Collective operations
ClimaComms.barrier
— Functionbarrier(ctx::CC) where {CC <: AbstractCommsContext}
Perform a global synchronization across all participating processors.
ClimaComms.reduce
— Functionreduce(ctx::CC, val, op) where {CC <: AbstractCommsContext}
Perform a reduction across all participating processors, using op
as the reduction operator and val
as this rank's reduction value. Return the result to the first processor only.
ClimaComms.reduce!
— Functionreduce!(ctx::CC, sendbuf, recvbuf, op)
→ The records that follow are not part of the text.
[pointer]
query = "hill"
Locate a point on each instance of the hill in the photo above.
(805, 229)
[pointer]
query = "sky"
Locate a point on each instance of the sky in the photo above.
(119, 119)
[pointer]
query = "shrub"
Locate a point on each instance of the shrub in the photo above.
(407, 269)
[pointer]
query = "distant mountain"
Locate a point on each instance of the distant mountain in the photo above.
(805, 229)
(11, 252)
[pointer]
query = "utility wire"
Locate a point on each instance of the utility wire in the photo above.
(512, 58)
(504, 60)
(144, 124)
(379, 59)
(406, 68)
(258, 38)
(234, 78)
reduce!(ctx::CC, sendrecvbuf, op)
Performs elementwise reduction using the operator op
on the buffer sendbuf
, storing the result in the recvbuf
of the process. If only one sendrecvbuf
buffer is provided, then the operation is performed in-place.
ClimaComms.allreduce
— Functionallreduce(ctx::CC, sendbuf, op)
Performs elementwise reduction using the operator op
on the buffer sendbuf
, allocating a new array for the result. sendbuf
can also be a scalar, in which case recvbuf
will be a value of the same type.
ClimaComms.allreduce!
— Functionallreduce!(ctx::CC, sendbuf, recvbuf, op)
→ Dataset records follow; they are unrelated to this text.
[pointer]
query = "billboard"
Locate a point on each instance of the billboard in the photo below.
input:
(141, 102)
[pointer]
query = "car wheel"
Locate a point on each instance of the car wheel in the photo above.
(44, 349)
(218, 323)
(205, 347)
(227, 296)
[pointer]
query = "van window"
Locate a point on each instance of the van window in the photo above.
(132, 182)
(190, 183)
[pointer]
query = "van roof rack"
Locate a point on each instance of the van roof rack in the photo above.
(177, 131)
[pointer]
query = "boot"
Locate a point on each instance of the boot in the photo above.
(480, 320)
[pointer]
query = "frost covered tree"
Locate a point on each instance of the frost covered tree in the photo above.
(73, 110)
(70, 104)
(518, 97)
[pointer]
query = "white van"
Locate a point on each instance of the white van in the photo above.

allreduce!(ctx::CC, sendrecvbuf, op)
Performs elementwise reduction using the operator op
on the buffer sendbuf
, storing the result in the recvbuf
of all processes in the group. Allreduce!
is equivalent to a Reduce!
operation followed by a Bcast!
, but can lead to better performance. If only one sendrecvbuf
buffer is provided, then the operation is performed in-place.
ClimaComms.bcast
— Functionbcast(ctx::AbstractCommsContext, object)
Broadcast object
from the root process to all other processes. The value of object
on non-root processes is ignored.
Graph exchange
ClimaComms.start
— Functionstart(ctx::AbstractGraphContext)
Initiate graph data exchange.
ClimaComms.progress
— Functionprogress(ctx::AbstractGraphContext)
Drive communication. Call after start
to ensure that communication proceeds asynchronously.
ClimaComms.finish
— Functionfinish(ctx::AbstractGraphContext)
Complete the communications step begun by start()
. After this returns, data received from all neighbors will be available in the stage areas of each neighbor's receive buffer.